The decisions we make today have the potential to ripple through generations. Sean Gordon knows that better than most.
The Hunter First Nations advocate who has dedicated his working life to carving out the long path to reconciliation between Indigenous and non-Indigenous Australians was born into the foster system on the former Brewarrina Aboriginal Mission and said his time growing up among young indigenous kids living with the effects of the NSW government's Aboriginal Protection Act instilled in him a need to look out for his community.
Mr Gordon has spent his adult life involved in a litany of Indigenous advocacy programs and, in 2017, was a delegate to the First Nations Constitutional Convention that ultimately produced the Uluru Statement from the Heart - the precursor to the referendum to alter the constitution and enshrine an Indigenous Voice to Parliament to be held later this year.
"But when we go back and look at history, the history of how and why I landed on that mission, in foster homes, is that my people - the Wangkumara people - were forcibly removed in 1938 from Tibooburra; 117 Wangkumara people forced on the back of cattle trucks to the Brewarrina Mission," he said.
"My great-great grandfather, my great-great grandmother, and all of their children were on the back of those trucks and it led to the next two generations being impacted where my parents were just not capable of raising kids.
"When I advocate for Indigenous people to have a greater say in the law and policies that impact us, I look back on that experience of legislation that was developed by the NSW government in 1909 - a single decision to forcibly take 117 Wangkumara people from their country and displace them - and how it had an impact on me, a child born in 1970.

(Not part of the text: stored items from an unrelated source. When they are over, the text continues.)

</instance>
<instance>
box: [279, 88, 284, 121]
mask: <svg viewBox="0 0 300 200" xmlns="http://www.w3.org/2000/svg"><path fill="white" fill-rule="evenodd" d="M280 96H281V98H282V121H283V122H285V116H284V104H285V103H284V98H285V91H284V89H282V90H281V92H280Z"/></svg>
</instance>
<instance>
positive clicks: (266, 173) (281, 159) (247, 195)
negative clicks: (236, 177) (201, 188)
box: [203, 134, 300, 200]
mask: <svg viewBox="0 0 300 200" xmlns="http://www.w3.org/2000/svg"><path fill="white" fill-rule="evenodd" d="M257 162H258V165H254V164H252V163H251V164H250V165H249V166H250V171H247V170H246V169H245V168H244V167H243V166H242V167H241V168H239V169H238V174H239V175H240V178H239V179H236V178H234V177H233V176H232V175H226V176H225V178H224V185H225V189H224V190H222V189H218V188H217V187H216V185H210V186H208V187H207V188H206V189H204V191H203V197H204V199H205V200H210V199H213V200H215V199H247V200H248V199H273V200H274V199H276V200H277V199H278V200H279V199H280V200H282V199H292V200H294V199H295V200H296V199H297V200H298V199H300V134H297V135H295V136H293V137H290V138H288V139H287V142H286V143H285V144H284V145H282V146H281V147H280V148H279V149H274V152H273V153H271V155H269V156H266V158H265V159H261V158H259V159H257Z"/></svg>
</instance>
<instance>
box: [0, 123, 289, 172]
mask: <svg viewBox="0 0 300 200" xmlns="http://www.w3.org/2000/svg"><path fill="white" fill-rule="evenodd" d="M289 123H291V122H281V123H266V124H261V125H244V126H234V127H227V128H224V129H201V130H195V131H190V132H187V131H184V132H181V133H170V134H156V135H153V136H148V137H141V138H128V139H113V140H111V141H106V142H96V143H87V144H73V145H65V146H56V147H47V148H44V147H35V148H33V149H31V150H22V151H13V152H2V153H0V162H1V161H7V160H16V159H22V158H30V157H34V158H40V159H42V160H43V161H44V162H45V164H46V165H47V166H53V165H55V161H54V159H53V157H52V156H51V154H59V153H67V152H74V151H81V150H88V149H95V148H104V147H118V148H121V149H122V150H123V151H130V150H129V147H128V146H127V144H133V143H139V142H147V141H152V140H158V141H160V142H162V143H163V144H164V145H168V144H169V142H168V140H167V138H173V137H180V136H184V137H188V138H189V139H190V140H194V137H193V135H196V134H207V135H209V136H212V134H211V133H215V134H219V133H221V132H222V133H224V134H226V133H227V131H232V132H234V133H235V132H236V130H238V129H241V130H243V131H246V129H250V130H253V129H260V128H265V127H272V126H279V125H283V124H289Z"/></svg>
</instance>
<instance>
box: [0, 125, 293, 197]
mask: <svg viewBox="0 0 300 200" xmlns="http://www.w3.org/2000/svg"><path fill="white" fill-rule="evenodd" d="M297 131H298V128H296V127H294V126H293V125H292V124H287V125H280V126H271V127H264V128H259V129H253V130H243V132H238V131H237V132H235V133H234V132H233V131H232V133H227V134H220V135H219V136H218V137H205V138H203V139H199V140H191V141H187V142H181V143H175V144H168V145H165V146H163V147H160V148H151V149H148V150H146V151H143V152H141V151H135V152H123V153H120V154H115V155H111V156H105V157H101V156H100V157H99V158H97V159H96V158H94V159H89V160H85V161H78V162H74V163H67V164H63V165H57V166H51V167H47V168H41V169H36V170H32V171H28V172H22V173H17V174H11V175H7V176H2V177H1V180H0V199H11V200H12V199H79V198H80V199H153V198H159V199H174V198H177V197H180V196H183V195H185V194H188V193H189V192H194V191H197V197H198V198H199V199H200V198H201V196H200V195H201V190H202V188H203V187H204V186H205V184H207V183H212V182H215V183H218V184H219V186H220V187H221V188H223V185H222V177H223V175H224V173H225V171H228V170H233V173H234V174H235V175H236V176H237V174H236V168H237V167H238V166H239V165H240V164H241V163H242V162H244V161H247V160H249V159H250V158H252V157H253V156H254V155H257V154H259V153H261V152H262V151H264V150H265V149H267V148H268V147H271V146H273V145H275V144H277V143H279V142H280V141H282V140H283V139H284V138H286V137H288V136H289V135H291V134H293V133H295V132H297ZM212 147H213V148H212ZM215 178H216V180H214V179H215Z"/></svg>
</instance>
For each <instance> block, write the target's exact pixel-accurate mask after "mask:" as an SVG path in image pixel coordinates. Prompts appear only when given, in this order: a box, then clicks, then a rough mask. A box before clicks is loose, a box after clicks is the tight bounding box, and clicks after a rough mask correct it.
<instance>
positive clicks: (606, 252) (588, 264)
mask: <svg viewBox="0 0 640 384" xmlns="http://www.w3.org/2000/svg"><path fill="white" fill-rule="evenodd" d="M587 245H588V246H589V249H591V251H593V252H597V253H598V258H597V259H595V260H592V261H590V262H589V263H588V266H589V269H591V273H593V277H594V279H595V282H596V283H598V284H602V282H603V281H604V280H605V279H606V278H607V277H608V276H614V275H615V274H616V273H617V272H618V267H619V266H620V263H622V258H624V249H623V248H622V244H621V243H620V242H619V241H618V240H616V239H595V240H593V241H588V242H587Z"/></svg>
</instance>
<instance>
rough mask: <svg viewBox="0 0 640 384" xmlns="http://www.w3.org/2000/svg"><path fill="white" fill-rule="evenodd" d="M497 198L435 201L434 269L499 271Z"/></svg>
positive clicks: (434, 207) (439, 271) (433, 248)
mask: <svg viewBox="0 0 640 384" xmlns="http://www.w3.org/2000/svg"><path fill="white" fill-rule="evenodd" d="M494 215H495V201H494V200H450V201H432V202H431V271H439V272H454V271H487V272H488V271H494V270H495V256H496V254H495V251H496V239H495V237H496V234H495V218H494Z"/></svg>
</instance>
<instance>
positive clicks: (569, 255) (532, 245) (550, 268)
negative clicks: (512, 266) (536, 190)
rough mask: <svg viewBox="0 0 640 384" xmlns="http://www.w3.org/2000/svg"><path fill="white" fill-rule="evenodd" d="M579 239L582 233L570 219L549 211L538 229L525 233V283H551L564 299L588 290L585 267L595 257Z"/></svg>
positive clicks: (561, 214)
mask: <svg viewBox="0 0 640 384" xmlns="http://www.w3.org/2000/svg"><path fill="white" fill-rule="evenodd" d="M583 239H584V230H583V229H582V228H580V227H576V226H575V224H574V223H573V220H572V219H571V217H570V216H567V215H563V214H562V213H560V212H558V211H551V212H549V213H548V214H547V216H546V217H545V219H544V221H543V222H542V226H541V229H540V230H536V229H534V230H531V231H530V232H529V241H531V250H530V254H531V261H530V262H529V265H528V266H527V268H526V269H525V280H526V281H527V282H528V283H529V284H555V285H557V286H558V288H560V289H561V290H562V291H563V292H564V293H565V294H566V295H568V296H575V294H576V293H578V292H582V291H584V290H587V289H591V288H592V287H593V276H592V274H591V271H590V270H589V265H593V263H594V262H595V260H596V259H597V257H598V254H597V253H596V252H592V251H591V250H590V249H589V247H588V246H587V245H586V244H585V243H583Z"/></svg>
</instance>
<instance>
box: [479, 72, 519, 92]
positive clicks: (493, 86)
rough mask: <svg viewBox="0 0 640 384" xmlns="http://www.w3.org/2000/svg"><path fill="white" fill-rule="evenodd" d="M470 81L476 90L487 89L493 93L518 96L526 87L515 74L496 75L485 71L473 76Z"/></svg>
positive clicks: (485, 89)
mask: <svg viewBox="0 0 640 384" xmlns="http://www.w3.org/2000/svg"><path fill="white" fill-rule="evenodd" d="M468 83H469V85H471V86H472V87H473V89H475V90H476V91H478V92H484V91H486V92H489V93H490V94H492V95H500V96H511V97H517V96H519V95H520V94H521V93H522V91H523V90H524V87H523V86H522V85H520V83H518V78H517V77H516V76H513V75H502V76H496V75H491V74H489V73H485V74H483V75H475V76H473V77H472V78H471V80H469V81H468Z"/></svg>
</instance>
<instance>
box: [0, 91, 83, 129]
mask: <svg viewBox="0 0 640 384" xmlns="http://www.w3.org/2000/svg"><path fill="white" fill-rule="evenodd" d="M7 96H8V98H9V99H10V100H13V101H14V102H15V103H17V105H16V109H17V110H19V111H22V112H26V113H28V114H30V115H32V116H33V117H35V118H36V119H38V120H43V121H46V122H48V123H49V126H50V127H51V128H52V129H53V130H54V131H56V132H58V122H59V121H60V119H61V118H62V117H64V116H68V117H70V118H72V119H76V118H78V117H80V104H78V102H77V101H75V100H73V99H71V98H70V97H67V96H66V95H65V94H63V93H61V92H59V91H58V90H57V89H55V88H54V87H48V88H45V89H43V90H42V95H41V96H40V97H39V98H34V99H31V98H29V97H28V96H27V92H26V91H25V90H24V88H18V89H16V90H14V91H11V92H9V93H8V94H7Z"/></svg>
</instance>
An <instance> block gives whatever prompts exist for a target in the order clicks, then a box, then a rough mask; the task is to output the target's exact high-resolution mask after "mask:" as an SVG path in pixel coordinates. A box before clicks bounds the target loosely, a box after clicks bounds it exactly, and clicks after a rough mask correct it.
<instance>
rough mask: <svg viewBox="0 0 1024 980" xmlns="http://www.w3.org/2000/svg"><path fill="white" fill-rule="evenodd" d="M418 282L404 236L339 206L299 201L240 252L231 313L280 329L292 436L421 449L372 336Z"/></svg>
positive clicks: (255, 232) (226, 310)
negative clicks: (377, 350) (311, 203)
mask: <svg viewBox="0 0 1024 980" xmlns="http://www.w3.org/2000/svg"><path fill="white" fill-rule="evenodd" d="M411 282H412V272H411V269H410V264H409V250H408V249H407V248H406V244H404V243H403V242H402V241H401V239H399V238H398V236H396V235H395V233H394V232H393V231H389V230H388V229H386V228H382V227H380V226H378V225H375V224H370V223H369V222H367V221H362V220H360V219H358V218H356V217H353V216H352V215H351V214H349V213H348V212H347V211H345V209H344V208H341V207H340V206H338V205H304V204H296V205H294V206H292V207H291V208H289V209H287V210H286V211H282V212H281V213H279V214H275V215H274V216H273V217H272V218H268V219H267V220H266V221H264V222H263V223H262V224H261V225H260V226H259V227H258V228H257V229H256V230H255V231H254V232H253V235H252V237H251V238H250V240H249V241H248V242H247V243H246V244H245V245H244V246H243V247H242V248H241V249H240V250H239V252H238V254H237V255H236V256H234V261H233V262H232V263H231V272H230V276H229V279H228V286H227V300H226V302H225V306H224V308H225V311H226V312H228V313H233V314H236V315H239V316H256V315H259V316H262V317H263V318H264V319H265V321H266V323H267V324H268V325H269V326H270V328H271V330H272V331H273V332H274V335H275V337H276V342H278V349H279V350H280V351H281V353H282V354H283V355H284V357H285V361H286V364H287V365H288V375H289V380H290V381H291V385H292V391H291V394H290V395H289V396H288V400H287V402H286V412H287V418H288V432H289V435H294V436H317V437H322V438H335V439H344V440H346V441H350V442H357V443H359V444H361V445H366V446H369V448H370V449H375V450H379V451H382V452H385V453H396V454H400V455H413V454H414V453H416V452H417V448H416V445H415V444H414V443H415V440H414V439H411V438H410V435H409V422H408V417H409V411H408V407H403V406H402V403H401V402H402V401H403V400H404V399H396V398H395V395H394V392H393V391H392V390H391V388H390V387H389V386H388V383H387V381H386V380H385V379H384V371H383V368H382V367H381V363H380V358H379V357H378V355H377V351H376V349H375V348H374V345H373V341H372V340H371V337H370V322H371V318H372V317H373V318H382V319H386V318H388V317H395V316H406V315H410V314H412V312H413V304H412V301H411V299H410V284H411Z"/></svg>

"When we think about laws and policies, we shouldn't just be thinking in the short term, but what is the long term impact and will it be positive or negative; it's understanding my history and how our governments have made decisions in the past that have impacted particularly on Indigenous people."
Mr Gordon has been named a Member of the Order of Australia (AM) as part of the King's Birthday honours.
Among his many achievements, though - including years of working through the conservative wings of government to advocate for reconciliation - he said educating the next generation of Indigenous Australians was among his proudest achievements.
"One of the things I'm most proud of is the establishment of Darkinjung Barker [just outside Wyong on the site of the original Yarramalong Public School]," he said.
"Education, I think, is critical to ensure that our people and especially our kids have a greater chance of succeeding. But it also needs to be an education that recognises traditional culture and practices."
Mr Gordon said an education system that recognised and respected Indigenous culture, but also its contribution to the nation's culture as a whole, helped Indigenous and non-Indigenous Australians find shared experience.
"I've been very heavily involved in the Voice referendum," he said. "But it is good to have the many years of hard work that have sat outside the current referendum space acknowledged."